Ülkemiz son 10 yıllık dönemde büyük değişiklikler yaşadı. Bunların çoğunun sosyoekonomik açıdan, özgürlükler açısından, siyasi açıdan iyi yönde olduğunu düşünebiliriz. Bundan 10-15 yıl öncesinde farklı bir yapı vardı. Geleceğe umutla bakanların sayısı çok azdı. Örneğin; paramız sürekli değer kaybediyordu, enflasyon 3 haneli rakamlardaydı. Asistan olduğum yıllardan bahsediyorum. Çocuk hastalıkları bölümünde ihtisas yapan bir arkadaşla karşılaşmıştım ayın on beşinde. Nereye gittiğini sorduğumda, maaşını dövize çevireceğini söylemişti. Ay sonuna kadar önemli bir getirisi oluyormuş. Çünkü paramız her gün değer kaybediyordu. Her şeye tıp gözlüğüyle baktığım için çok anlam verememiştim ama, ben de o günlerde Türkiye’nin durumunu kardiyojenik şoka benzetirdim. Malum “şok”lar arasında kardiyojenik şokun farklı bir özelliği vardır. Bu şok türünde, dışarıdan sıvı desteğine çok fazla ihtiyaç yoktur. Vücutta gerekli ve yeterli sıvı vardır, ancak olması gereken yerde değildir. Çünkü motor fonksiyon işlev görmez, sıvı merkezde birikir, perifere gitmez. O dönemde yeterli kaynaklarımız vardı, ama olması gereken yere gitmiyordu.
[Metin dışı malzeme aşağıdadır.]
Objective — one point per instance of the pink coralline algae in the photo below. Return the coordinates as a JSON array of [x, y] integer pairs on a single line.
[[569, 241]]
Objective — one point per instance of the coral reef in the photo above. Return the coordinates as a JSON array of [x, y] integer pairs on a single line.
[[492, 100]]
Belli yerlerde birikiyor, eşit dağılmıyordu. Tıpkı kardiyojenik şok gibi.
O günleri atlattığımızı düşünüyorum. Birçok iyileşme oldu bu konularda. Ancak bu gelişmelerin tatmin edici boyutta olup olmadığını anlamak gerekiyor. Çünkü bir işi iyi yapmak her zaman yeterli değildir.Daha iyisini yapma imkânı varken iyi olanla yetinmek bir hatadır. Dolayısıyla durumumuzdaki iyileşmeleri bu gözle de değerlendirmek lazım. Acaba daha iyisi yapılamaz mı? Eğer bunu sorgulamazsak, mevcut yönetimlerin başarılı olup olmadığını anlayamayız. Sanırım bu sorgulamayı çoğu kimse yapmıyor. Çünkü herkes iyi olarak gördüğü şeyle yetiniyor. Daha iyisi yapılabilecekken, iyi olanla yetinmenin bir nevi başarısızlık olduğunu düşünmüyor. Sonuç ortada…
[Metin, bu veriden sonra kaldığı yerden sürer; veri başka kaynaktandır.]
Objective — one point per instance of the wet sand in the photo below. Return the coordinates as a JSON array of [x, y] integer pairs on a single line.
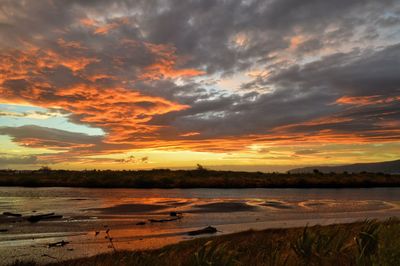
[[127, 214]]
Bu konuda özellikle idari yapılanmalar dikkat çekiyor.Günlük hayatımızda idari problemler hep ön plana çıkıyor.Bunlar acaba idari makamlarda olan kişilerde ehliyet ve liyakat açısından bazı sorgulamalar gerektirmiyor mu?Bu işi en iyi yapacaklar mı tercih ediliyor? Bu konuda kurumsallaşamadığımız kesin. Bunu gerek Bakanlıkta gerek üniversitelerimizde sık sık müşahade ediyoruz. Olanla yetiniliyor, bazı kişilerden asla vazgeçilemiyor. Daha iyisi sorgulanamıyor. İdari yapı iyi oluşturulamadığında ise sorunlar bitmiyor. Birinci halkayı oluşturuyorsunuz, fakat ikinci halkadaki problemleri görmüyor veya denetlemiyorsunuz. İdari problemler de başka bir şok türüyle karşımıza çıkıyor: Nörojenik şok. Merkez sağlam ve sıvı da var, ancak periferde kaçak çok fazla. Bu şok türü zamanla daha büyük problemleri beraberinde getirir.
Osmanlı son zamanlarında “kahtı rical” den çok çekti. Acaba bizde bu durum devam mı ediyor? İdari yeteneği güçlü, ehliyet ve liyakat sahibi yeterince adam var mı? Varsa bu idari yanlışlıklar ve sorunlar neden ön plana çıkıyor
Sorun birinci halkada mı, yoksa ikinci halkada mı?
Bu yazı Medimagazin Gazetesi'nde 02.04.2012 tarihinde yayımlanmıştır.